I put a constraint in the type of a function's argument instead of putting in the function's type.
I thought this would either give a syntax error or add more information to the type of the function.
But it looks like the constraint is completely ignored.
{-# LANGUAGE ScopedTypeVariables #-}
{-# LANGUAGE RankNTypes #-}
test :: a -> String
test (n :: (Num a, Ord a) => a) =
if n > 10 then "Hello"
else "World"
main = print "Hello World"
This gives the following type error:
Test3.hs:6:8: error:
• No instance for (Num a) arising from a use of ‘n’
Possible fix:
add (Num a) to the context of
the type signature for:
test :: forall a. a -> String
• In the first argument of ‘(>)’, namely ‘n’
In the expression: n > 10
In the expression: if n > 10 then "Hello" else "World"
|
6 | if n > 10 then "Hello"
| ^
Test3.hs:6:8: error:
• No instance for (Ord a) arising from a use of ‘>’
Possible fix:
add (Ord a) to the context of
the type signature for:
test :: forall a. a -> String
• In the expression: n > 10
In the expression: if n > 10 then "Hello" else "World"
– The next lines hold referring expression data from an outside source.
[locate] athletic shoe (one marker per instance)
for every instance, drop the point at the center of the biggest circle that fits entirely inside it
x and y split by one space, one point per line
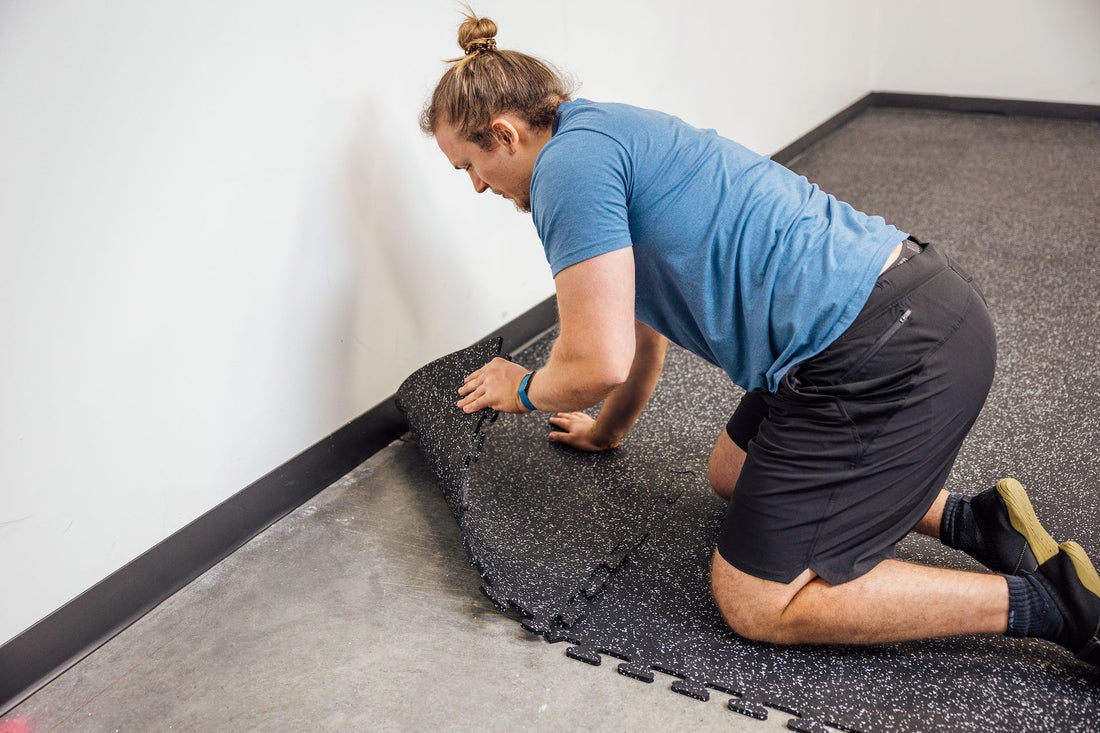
1075 587
1014 542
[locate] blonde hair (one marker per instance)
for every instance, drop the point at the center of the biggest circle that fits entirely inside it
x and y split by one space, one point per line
486 81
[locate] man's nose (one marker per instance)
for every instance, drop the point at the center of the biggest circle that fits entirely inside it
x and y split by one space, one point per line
480 185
In an equation for ‘test’:
test (n :: (Num a, Ord a) => a)
= if n > 10 then "Hello" else "World"
|
6 | if n > 10 then "Hello"
|
What does putting a constraint in the the argument's type actually do?
EDIT:
Why does this need RankNTypes extension?
It is not needed if I remove (Num a, Ord a) => constraint.
This is a rather exotic instance of polymorphic subsumption, as described here, interacting with constraint subsumption.
If a type a subsumes b, then exp :: a implies exp :: b in the surface language. A particular example of subsumption is that f :: forall a. a -> a implies f :: Int -> Int. Also, we have n :: Int implies n :: c => Int for any c constraint.
However, in the core language there is no subsumption at all. Every case of subsumption in the surface language must be translated to explicit lambdas and applications. Also, c => a simply becomes c -> a, and usage of constrained functions is translated to simple function application of f :: c => a to some inst :: c. Hence, f :: forall a. a -> a becomes f @Int :: Int -> Int, and
n :: Int becomes \_ -> n :: c -> Int.
A rarely used case is the contravariant subsumption rule for functions. The following is valid code:
f :: (Int -> Int) -> Bool
f _ = True
g :: (forall a. a -> a) -> Bool
g = f
This is translated to
f :: (Int -> Int) -> Bool
f = \_ -> True
g :: (forall a. a -> a) -> Bool
g = \x -> f (x @Int)
It works similarly with constraint subsumption:
f :: forall a. (Eq a => a) -> Bool
f _ = True
g :: forall a . a -> Bool
g = f
Which is translated to
f :: forall a. (Eq a -> a) -> Bool
f = \_ -> True
g :: forall a . a -> Bool
g = \x -> f (\_ -> x)
Getting closer to the original question, if we have
f (x :: Eq a => a) = True
as a top definition, its inferred type is forall a. (Eq a => a) -> Bool. However, we can have any type annotation for f which is subsumed by the inferred type! So we may have:
f :: forall a. a -> Bool
f (x :: Eq a => a) = True
And GHC is still happy. The original code
test :: a -> String
test (n :: (Num a, Ord a) => a) =
if n > 10 then "Hello"
else "World"
is equivalent to the slightly clearer following version:
test :: forall a. a -> String
test (n :: (Num a, Ord a) => a) =
if n > 10 then "Hello"
else "World"
The type error which you get is simply because n is really a function with two arguments, one has type Num a and the other Ord a, and both of these arguments
are records containing Num and Ord methods. However, since there are no such instances in scope in the definition, you cannot use n as a number. The translation would convert n > 10 to (>) inst (n inst) (10 inst), where inst :: Num a, but there is no such inst, so we cannot translate.
Hence, in the body of test the code is still checked with n :: (Num a, Ord a) => a). However, if we just return "Hello" without using n, then similarly to the previous f case, we get an inferred type which subsumes the forall a. a -> String annotation type. The subsumption is then realized in the translation output by replacing every occurrence of n in the body of test with \_ -> n. But since n does not occur in the body, the translation does not do anything here.